It’s Just a Scratch

I am a fool for having loved you and a fool for loving you still.

This would be much easier if it were going on like television divorces. There has been no throwing of dishes or plates of food or malicious attacks of character, no serving of papers, no sitting across from each other in a conference room fighting over the turkey platter which was used once in ten years.

In fact, tears blinded my sight as I signed the acknowledgement of divorce. I am the plaintiff, you are the defendant, and you will sign the paperwork tomorrow. It will then cross someone’s desk and we will be nothing but a case number …and a statistic. The lawyer spoke plainly as I sat there listening to the explanation of paperwork and trying desperately to hold it together until I got back to the car, my car.

“My” car… you signed the car title over to me. We got the car back when we were young and arrogant. I remember pulling into the dealership knowing you told them to pull one in every color to the front of the lot so that I could just pick my favorite. They did and I did and now it’s a reflection of our marriage… many, many miles, a few scratches and one big dent that can’t be denied or unseen.

I can’t un-know what you did and you can’t undo the chain of events that have since followed. Has it really just been eighteen days? It only takes twenty-one to form a habit. When I looked back over the phone text logs after D-day, your new habit formed in much less time. And now, you will start your new life with a new car and a new girl, both shiny and new, and I will be left with a ding that can’t be denied.

The more I see that ding in the car’s bumper, the less severe it becomes and I wonder the same of me. Each day that I’m further removed from D-day becomes a bit easier and I wonder if you will slowly start to fade from my memory. We talk now as if we will be in each other’s lives for years but I can’t help but wonder if that is wise. I look back to the model that your family provides… a collection of broken relationships that gather each year at Thanksgiving and Christmas.
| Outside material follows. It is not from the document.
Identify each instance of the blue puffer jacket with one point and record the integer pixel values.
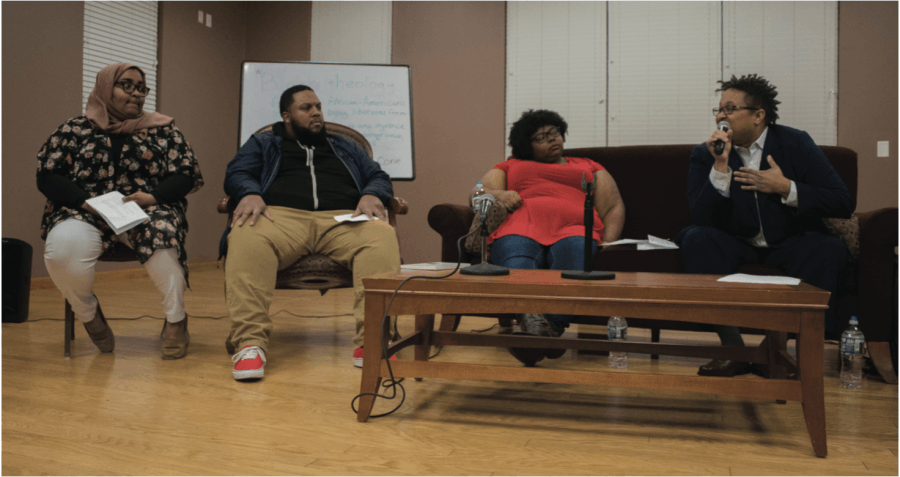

Friendly enough but the occasional dig comes out and I don’t want that to be us. I told you on D-Day that forgiveness meant I wouldn’t hold this over your head. I’m not sure I’m strong enough yet to keep that promise, as evidenced by our conversation with the lawyer last week.

Our life together ends much like it started… with me working days and you working nights. It’s funny how that seems to be the pattern that starts off your relationships. Relationship – is that what you have with her? It still makes me nauseous. I told you on D-day that if you left you would never, ever come back to me and that I would never look back. Well, we know that the second part is not true. I have told you I would look back and that I will remember, both the good and the bad. However, the first part is very true and I will hold to it tightly. You will not come back to me.

I’m only now realize that might include friendship. Your life will one day lead you to know that you did have a good thing in me and that the only reason you find it easy to say that you are now sorry is because of the certainty that this chapter of your life is over. You crave being the hero – having the final say. Even that night, you tried to minimize the situation. You were unprepared for my response because you believed that by telling me that you had an affair, it would make it easier for me to tell you that I wanted out. You told me you felt like you were holding me back and that I couldn’t tell you that I wanted out. If you felt like you were holding me back then you should have stepped up and encouraged me to be more.

Thinking back to the ding in the car, you talked about getting it fixed but never did. Again, another reminder of how it is like our marriage. You saw something that needed to be taken care but instead of fixing it, you chose to ignore it. Yes, my ding may be here for awhile, but it can be restored and the part the replaces it will be stronger and more resilient. You see that is my new life – it may not be shiny and new but it will be stronger and more resilient.